Afghanistan Hydromet & Early Warning Services for Resilience
Afghanistan is prone to many hydrometeorological hazards that have adversly affected the lives, properties, and livelihoods of the Afghan people for centuries. The most frequent and devastating hydrometeorological hazards include floods, flash floods, droughts, landslides, avalanches, and extreme heat and cold. In recent years, Meteorological and Hydrological capacity in Afghanistan has been developed on a project basis within different goverment organizations. An analysis of the Afghanistan Meteorological Department (AMD) revealed deficiencies in many areas including: the culture of service delivery, quality and accessibility of data and information to meet user needs, and physical capacity for data analysis, quality control, interpretation, and optimum use of available resources.
Flash Flood Guidance System with Global Coverage (FFGS)
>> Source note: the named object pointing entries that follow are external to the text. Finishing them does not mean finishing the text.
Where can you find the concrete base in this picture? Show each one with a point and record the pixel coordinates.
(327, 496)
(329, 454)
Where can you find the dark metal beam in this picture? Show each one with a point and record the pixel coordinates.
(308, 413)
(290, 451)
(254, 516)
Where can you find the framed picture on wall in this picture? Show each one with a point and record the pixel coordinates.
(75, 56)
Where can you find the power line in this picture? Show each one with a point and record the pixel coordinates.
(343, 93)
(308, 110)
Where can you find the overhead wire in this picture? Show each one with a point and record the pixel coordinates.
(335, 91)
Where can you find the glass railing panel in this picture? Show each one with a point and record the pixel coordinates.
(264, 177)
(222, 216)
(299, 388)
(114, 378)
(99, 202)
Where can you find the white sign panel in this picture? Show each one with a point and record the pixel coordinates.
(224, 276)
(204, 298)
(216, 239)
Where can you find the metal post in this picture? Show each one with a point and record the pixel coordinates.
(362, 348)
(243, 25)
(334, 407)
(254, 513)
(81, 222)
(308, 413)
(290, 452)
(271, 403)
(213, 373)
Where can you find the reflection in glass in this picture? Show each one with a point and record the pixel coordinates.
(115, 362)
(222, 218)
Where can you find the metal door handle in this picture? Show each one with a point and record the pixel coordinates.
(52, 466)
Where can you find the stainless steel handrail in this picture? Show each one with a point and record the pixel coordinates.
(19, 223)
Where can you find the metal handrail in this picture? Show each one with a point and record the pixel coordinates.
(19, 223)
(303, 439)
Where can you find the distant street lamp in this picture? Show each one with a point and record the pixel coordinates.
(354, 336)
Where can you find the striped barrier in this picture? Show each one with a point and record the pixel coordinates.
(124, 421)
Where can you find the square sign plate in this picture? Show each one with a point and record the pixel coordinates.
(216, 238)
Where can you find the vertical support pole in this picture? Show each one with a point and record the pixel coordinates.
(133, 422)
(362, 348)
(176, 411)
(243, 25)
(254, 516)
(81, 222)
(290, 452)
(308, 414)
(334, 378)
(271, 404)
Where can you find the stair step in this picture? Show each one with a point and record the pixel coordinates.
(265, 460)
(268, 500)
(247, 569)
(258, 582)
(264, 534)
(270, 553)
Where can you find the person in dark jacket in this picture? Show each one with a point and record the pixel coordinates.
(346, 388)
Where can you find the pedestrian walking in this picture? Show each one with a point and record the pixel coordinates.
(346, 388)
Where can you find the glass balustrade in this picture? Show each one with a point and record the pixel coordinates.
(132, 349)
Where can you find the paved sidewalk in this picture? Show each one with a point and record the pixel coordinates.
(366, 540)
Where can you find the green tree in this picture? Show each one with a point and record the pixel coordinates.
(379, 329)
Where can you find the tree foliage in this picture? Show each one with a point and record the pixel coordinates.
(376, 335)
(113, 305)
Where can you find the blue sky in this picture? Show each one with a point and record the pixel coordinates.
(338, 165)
Flash floods are among the world’s deadliest natural disasters with more than 5 000 lives lost annually. Their social, economic and environmental impacts are significant. Accounting for approximately 85% of flooding cases, flash floods also have the highest mortality rate among different classes of flooding, including riverine and coastal. Flash floods differ from river floods in their short time scales and occurrence on small spatial scales, which makes flash flood forecasting a different challenge from large-river flood forecasting. In flash floods forecasting, we are concerned mostly with the forecast of occurrence, and focus on two causative events: 1) intense rainfall; and 2) rainfall on saturated soils. Flash floods occur throughout the world, and the development times vary across regions from minutes to several hours depending on the land surface, geomorphological and hydrometeorological characteristics of the region. However, for the majority of these areas, there exists no formal process or capacity for developing flash flood warnings.
DE-RISK South East Asia
The DE-RISK project will develop climate risk management systems, best practices and insurance products that will shield smallholder farmers and businesses engaged in producing coffee, sugar, rice, cassava, rubber, dairy, and grazing across the agricultural value chain in key SE Asia countries from physical and financial disaster associated with climate change. Climate change is threatening the livelihoods and food security of millions of poor smallholder farmers and agribusiness who depend on agriculture in the South East Asia region. Despite the fact that the El Nino/Southern Oscillation system has such a major impact in the region and the impacts of which will be exacerbated under climate change there is little application of seasonal climate forecasting in managing the associated risks in the agricultural sector. The ability to forecast extreme/unusual climate conditions months in advance is arguably one of the most potentially important developments in the environmental sciences of current times and this project aims at improving seasonal climate forecasting capabilities in Southeast Asia countries to better prepare smallholders farmers for future climate extremes and to increase climate resilience.